Because moisture and temperature influence the growth of fungi, characterizing weather conditions favorable for fungi may be used to predict the abundance and richness of fungi in habitats with different climate conditions. To estimate habitat favorability to fungi, we examined the relationship of fungal abundance and species richness to various weather and environmental parameters in the Intermountain West. We cultured fungi from air and leaf surfaces, and collected continuous temperature and relative humidity measures over the growing season at 25 sites.

Results

Fungal richness was positively correlated with fungal abundance (r = 0.75).
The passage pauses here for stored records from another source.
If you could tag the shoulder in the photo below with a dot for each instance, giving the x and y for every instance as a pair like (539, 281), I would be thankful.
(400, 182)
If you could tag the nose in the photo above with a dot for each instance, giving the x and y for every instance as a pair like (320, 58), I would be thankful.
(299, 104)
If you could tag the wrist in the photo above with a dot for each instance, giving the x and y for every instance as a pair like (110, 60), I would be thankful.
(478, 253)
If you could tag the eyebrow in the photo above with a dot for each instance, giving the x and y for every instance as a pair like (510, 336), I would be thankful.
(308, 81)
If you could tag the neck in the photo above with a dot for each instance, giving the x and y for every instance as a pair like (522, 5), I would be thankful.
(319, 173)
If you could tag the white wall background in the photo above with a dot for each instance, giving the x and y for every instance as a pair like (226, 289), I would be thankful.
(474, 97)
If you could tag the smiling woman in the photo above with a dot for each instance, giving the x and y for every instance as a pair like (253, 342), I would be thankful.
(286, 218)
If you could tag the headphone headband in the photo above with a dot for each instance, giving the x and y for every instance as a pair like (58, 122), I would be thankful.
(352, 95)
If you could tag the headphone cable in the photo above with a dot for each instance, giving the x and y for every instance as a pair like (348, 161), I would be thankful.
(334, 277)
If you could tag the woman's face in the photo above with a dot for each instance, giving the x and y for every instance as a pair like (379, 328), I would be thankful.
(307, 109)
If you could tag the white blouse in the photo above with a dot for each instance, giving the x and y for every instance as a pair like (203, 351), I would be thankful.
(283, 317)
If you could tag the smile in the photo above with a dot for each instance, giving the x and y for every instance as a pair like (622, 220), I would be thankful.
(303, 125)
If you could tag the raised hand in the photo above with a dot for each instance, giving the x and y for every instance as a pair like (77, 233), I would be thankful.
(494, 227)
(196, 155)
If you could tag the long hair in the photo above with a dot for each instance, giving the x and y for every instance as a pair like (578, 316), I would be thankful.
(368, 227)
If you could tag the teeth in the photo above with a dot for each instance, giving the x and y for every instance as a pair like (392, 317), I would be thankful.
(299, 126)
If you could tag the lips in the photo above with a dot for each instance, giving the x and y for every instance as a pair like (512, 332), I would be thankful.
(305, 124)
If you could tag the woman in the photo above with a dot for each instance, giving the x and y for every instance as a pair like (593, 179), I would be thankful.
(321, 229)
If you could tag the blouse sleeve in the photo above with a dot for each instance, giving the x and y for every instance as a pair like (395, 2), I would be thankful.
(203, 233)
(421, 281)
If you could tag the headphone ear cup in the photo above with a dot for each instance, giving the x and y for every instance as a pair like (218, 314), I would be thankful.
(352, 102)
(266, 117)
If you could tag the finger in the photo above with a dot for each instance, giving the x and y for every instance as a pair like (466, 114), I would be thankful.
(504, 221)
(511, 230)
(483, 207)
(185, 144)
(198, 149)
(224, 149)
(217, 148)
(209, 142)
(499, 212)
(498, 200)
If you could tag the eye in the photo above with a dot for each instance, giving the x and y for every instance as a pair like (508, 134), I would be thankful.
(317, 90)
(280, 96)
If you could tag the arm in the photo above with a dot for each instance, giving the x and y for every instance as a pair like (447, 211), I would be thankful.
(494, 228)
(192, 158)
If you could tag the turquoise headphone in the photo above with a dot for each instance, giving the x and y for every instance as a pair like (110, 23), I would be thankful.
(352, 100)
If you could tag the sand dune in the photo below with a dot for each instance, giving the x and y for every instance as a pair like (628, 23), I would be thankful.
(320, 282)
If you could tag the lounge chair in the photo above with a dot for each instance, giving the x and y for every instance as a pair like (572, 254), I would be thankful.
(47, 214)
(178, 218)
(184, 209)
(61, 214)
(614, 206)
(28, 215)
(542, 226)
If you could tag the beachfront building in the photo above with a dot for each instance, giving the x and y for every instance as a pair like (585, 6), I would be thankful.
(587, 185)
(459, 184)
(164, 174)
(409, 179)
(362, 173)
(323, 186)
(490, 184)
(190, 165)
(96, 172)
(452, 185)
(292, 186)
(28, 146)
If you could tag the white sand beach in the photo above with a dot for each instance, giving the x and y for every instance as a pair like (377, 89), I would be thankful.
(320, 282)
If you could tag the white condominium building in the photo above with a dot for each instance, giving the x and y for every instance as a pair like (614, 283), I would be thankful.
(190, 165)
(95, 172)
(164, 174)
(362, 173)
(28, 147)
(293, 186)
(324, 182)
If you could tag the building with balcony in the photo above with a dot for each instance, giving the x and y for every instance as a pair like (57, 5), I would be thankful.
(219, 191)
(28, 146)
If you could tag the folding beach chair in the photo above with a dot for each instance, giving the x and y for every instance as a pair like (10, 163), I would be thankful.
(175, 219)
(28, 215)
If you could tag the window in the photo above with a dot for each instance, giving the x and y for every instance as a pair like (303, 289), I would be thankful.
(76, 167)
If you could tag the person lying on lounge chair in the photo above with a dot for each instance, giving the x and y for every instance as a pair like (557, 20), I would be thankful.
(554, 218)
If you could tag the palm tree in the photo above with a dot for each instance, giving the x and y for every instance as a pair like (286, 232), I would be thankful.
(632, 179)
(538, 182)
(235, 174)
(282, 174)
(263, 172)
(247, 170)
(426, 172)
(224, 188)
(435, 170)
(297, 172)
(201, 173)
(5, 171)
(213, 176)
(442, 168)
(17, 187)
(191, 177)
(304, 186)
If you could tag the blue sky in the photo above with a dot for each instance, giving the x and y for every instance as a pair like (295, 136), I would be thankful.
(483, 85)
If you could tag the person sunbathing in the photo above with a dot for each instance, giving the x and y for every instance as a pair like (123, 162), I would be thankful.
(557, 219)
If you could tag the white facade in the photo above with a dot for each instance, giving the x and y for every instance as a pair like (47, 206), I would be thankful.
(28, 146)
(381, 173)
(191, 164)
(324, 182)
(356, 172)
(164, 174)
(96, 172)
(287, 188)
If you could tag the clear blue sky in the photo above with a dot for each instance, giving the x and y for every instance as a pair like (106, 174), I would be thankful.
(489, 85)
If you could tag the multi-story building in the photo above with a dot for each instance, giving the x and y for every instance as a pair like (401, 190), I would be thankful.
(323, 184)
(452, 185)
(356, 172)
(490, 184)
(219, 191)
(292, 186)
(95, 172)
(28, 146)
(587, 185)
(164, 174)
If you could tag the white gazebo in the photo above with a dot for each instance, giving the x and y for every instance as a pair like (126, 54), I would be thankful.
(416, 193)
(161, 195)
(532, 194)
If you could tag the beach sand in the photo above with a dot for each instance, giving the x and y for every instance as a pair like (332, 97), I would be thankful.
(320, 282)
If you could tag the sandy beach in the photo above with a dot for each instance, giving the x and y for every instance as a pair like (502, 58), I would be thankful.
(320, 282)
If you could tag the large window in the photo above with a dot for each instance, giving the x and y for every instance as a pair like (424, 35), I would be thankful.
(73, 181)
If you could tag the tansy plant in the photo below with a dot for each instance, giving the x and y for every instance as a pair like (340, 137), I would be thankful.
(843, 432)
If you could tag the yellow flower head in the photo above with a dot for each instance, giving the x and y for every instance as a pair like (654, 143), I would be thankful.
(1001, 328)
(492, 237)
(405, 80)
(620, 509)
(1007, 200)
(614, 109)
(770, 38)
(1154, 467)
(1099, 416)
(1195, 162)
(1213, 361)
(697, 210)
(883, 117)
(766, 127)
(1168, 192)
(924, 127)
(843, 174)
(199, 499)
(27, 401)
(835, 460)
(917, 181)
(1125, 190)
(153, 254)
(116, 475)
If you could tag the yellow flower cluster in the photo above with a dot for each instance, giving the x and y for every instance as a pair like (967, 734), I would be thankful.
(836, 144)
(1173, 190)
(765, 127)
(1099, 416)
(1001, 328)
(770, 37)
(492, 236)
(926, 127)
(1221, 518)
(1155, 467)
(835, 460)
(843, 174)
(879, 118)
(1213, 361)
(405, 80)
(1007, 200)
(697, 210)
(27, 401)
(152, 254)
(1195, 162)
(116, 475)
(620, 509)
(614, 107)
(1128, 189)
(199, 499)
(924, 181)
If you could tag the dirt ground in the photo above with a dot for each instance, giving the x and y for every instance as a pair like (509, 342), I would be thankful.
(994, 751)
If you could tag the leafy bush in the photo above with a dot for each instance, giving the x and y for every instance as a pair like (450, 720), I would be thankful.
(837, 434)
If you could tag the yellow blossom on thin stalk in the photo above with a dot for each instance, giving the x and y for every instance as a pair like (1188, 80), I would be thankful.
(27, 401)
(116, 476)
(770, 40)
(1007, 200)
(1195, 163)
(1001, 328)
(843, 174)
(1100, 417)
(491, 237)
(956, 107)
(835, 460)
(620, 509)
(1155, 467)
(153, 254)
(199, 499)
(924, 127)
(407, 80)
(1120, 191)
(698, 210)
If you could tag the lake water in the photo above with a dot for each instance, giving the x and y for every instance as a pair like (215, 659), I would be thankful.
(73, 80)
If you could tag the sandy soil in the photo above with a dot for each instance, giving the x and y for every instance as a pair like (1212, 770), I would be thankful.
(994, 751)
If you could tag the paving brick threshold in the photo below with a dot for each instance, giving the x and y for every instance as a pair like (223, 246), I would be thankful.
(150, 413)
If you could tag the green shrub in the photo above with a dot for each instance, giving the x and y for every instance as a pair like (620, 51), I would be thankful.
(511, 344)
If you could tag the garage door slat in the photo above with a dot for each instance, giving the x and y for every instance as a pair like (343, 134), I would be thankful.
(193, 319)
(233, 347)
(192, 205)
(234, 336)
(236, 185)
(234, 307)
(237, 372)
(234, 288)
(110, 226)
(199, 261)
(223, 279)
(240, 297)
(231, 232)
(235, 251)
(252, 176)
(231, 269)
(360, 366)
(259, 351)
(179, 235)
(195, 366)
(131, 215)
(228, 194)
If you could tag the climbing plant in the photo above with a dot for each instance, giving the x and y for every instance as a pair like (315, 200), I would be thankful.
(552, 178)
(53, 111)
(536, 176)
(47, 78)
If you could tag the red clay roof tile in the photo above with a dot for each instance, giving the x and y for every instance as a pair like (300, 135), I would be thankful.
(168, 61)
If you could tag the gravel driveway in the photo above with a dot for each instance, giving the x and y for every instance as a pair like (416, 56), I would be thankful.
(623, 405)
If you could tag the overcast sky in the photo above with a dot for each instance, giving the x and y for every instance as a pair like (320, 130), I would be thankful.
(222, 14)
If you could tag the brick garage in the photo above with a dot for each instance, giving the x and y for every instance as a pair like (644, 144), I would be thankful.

Measures of moisture availability, such as relative humidity and vapor pressure deficit, explained more of the variance in fungal abundance and richness than did temperature. Climate measurements from nearby weather stations were good predictors of fungal abundance and richness but not as good as weather measurements obtained in the field. Weather variables that took into account the proportion of time habitats experienced favorable or unfavorable relative humidity and temperatures were the best predictors, explaining up to 56% of the variation in fungal abundance and 72% for fungal richness.

Conclusion

Our results suggest that the abundance and richness of fungi in a habitat is limited by the duration of unfavorable weather conditions. Because fungal pathogens likely have similar abiotic requirements for growth as other fungi, characterizing weather conditions favorable for fungi also may be used to predict the selective pressures imposed by pathogenic fungi on plants in different habitats.